We had no choice and I unlocked the doors. It was two more than the car was meant to fit, but regardless we made it work. After getting in and thanking us repeatedly one of the boys proceeded to explain his escape plan.
“When I tell you, start the car and immediately put the pedal to the medal. This car will out run the punk wagons but they can outmaneuver us. After we get through the intersection take the second left and gun it. You will come to a small intersection with four different ways to go. I will remind you then, but take the one second from the right. After that we will hit a similar intersection where you will take the furthest right turn and burn rubber till we hit Wilshire. The two intersections will make it nearly impossible for them to follow us once we have a little cushion on them from the get go. And after the second intersection it’s a complete straightaway so even if they manage to choose the correct two turns they will have no shot at keeping up with us.”
I looked at Ryan and the for the first time I saw uneasiness in his eyes. His confidence, humility, and understanding washed away with a strange weariness that was all too obvious. I looked at Emily and she reached across the gap and braced my hand with hers once again. I looked at out new passengers, two scared boys and a mystery women yet to speak.
“Ok wait till the punks start heading this way so they have to turn around before pursuing us” said the boy under his breath.
The other blond vehicle had either escaped or fled while the more local happenings had taken place, but nevertheless the moment of truth approached as the boy in the back seat started a slow countdown.
“Wait for it”. My hands tightened around the wheel. The leather gripped my moist skin and rubbed with a popping sound as it jolted free and once again clasped my hands, twisting them slowly.

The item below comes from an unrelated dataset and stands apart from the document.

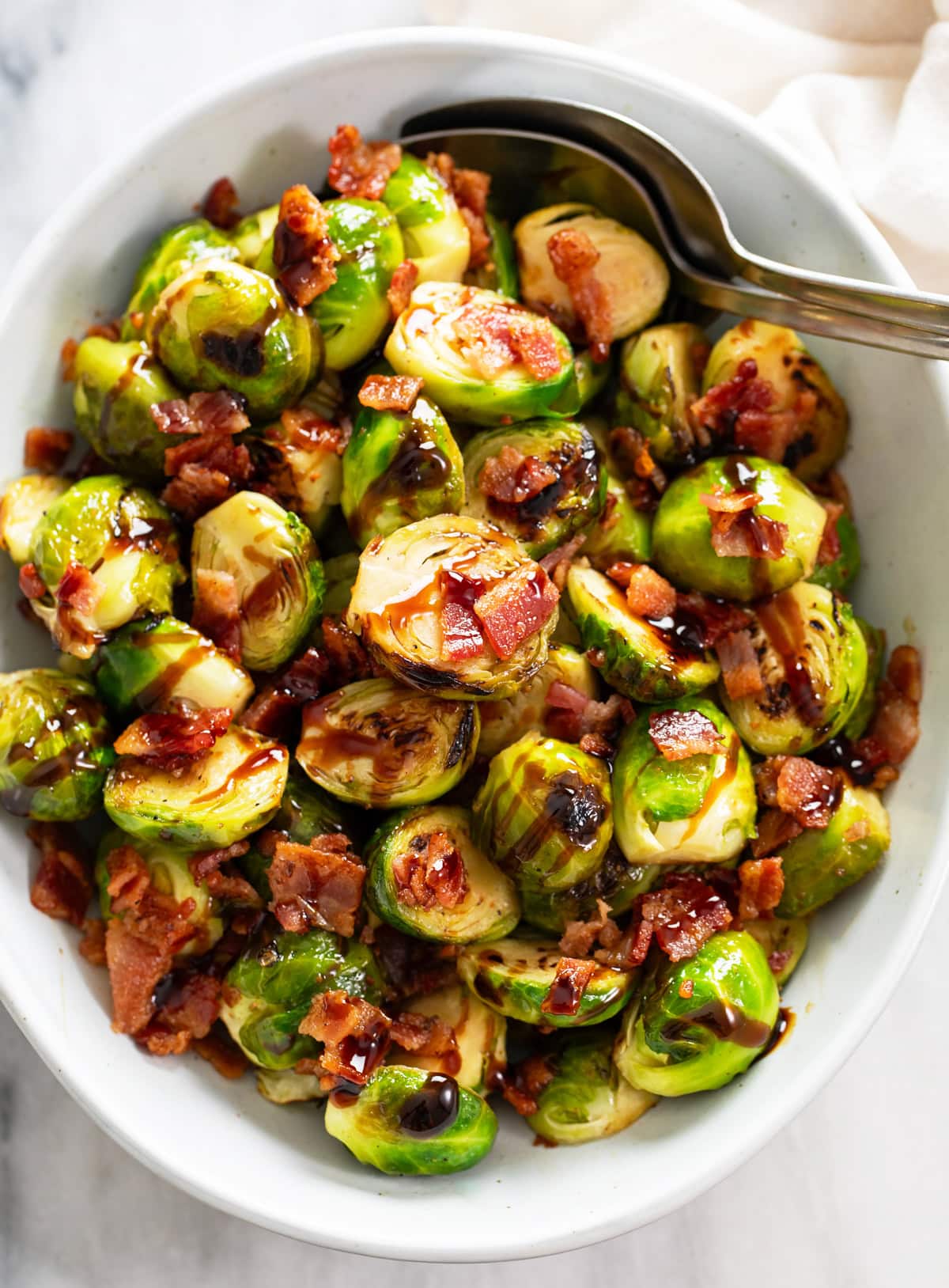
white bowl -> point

“Ok start it up in, Three.”
“Oh god” I thought.
“Two”
“What did I leave the compound for”
“One”
Everything in my head stopped. There was no time to think. Time slowed down, and even in this expanse of space and time, as seconds passed like minutes, and perhaps the only thing I could possibly do was think, it all stopped. My mind was at rest. All thoughts were absent, and a strange peace resided within the landfill that I have always considered my head. I noticed a warmth that had been present all along. I could see my passengers but my opinions and their purpose vanished.
“Go”
I turned the keys and rammed my foot as hard as I could against the gas pedal. A loud roar came from under the hood and once again my thoughts resumed. But this time a wave of cold rand down my entire body. A glaring light began to blind me as I could barely see the road. A punk wagon flew across the causeway striking the midsection of the Corvette.
Chapter SixThe HammerMy body twitched, and I felt as if I had fallen only a few feet to land where I now lay, moist with sweat.

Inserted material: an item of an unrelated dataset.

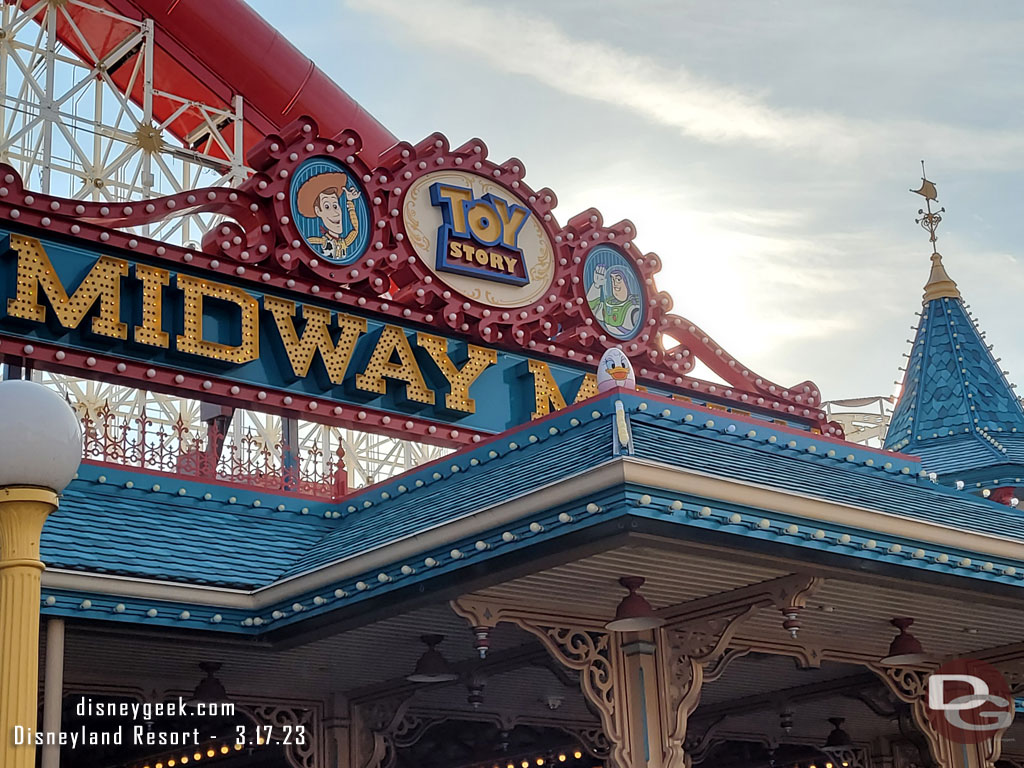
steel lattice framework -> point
(69, 129)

“Gosh you would think all this light and that alarm would wake your ass up”, a familiar voice came from behind a closed door. A white ceiling reflected floor lamps illuminating the room quite severely. The sound of the morning talk show on the alarm radio became audible, annoying and persistent like any resonance to somnolent ears.
“Aren’t you gonna be late for work?” the woman coming out of the bathroom asked, tilting her head slightly to the right as she put in an ear ring.
“Don’t worry about it Nora, aren’t you going to miss the breakfast rush”
“Ahh shut up James”, Nora picked up her bag which sat on the floor and grabbed her coat which hung next to the door. “I’ll call you later” I did not respond. She closed the door behind her and I listened to each clang her high heels made as she proceeded down the narrow stair case just outside my apartment door.
“Fuck!” I sighed.
I placed my finger in my mouth and outstretch my thumb to resemble the barrel and hammer of a gun.
“Bang” I called out. “If only” I thought.